I am a sucker for horror stories, and this novel has its own way of slowly creeping under your skin. Yes, it is a horror book, but the interesting thing about it is that far into the book, you won’t even know it. The story is written as a simple version of a self biography, where the narrator reflects on his life, he shows the reader his development as he learns more about himself and he concludes his revelations in the end of the novel. There is no haunted house, no vampires or any other of those typical horror elements. The narrator tells about his life as a child, how he was bullied, how he got his first friend, and just everyday experiences told from how he saw things as a child.

But the things that makes the story scary is the fact that all the memories have a connection with each other, and the fact that every now and then the narrator finds out about something that just doesn’t seem right.
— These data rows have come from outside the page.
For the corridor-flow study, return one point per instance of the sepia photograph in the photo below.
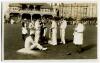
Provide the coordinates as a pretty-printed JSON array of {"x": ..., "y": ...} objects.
[{"x": 47, "y": 31}]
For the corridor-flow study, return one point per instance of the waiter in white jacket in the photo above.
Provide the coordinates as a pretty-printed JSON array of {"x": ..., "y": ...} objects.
[
  {"x": 63, "y": 25},
  {"x": 54, "y": 33},
  {"x": 37, "y": 31},
  {"x": 31, "y": 27},
  {"x": 78, "y": 35}
]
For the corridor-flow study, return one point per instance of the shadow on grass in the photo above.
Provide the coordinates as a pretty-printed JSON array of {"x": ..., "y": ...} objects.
[{"x": 88, "y": 47}]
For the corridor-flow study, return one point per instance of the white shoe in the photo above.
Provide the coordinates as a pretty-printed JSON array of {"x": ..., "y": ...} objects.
[
  {"x": 63, "y": 42},
  {"x": 44, "y": 49},
  {"x": 60, "y": 42}
]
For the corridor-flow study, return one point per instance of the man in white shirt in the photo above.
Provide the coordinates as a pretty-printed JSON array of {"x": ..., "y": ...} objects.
[
  {"x": 12, "y": 21},
  {"x": 53, "y": 40},
  {"x": 63, "y": 25},
  {"x": 78, "y": 35},
  {"x": 37, "y": 31},
  {"x": 31, "y": 27}
]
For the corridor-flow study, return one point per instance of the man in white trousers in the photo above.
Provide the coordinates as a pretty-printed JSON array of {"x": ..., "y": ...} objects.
[
  {"x": 31, "y": 27},
  {"x": 53, "y": 40},
  {"x": 37, "y": 31},
  {"x": 78, "y": 35},
  {"x": 63, "y": 25}
]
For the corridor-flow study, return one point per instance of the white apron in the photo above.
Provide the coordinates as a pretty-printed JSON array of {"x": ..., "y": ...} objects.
[
  {"x": 54, "y": 34},
  {"x": 78, "y": 34}
]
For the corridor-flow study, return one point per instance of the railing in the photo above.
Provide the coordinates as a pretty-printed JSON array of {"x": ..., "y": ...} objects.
[{"x": 31, "y": 11}]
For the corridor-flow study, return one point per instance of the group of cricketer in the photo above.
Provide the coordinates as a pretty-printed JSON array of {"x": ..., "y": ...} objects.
[{"x": 31, "y": 33}]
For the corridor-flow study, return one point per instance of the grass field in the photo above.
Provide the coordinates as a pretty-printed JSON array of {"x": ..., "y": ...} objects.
[{"x": 13, "y": 42}]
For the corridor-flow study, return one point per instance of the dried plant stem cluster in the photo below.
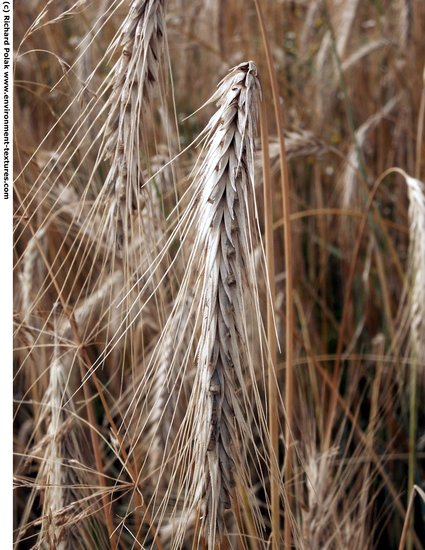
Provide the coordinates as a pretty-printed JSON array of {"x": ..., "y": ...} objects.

May it be being in a picture he never knew was taken of him or ending up in a place he never knew, he went to.

The amazing thing about this novel is that the book can give off such a scary feeling when there are no supernatural elements in the story. In fact, I might never have read such a realistic and authentic book in my life. As you’ve finished the book, you may think that there’s little chance that, what scary things that happen in the book, would ever have happened in real life. But because of the many tiny details about things, you’d think only people who would have experienced it, would know, it makes you keep wondering whether the story is actually real or not. And to me, that is the greatest kind of horror of all – when something scary seems so real that it could happen to anyone and not just to a character in a book.

You most likely can’t get tired of this book. Since the story was first separated in six stories they all have their own endings – every chapter has its own little story, time, plot and characters. It has its own conflicts and twists. This means that every chapter will be full of suspense since they all will be working towards their own ending and not the whole book’s. With that said the chapters are clearly connected with each other as the narrator looks back and forth between the different chapters containing different memories.

I even had to add small paper notes on some of the pages just because the foreshadowing and signs I found in every chapter were so amazing and chilling that I just had to mark them.

At last, what I look for most in horror books is a great twist or revelation in the end of the story, and I can tell you that this book has just the right amount of epicness, sadness, horror and surprise that the ending made me shake all over from excitement and unexplainable feelings even after reading the story a second time.

Penpal by Dathan Auerbach (English), 252 pages, 1000 Vultures.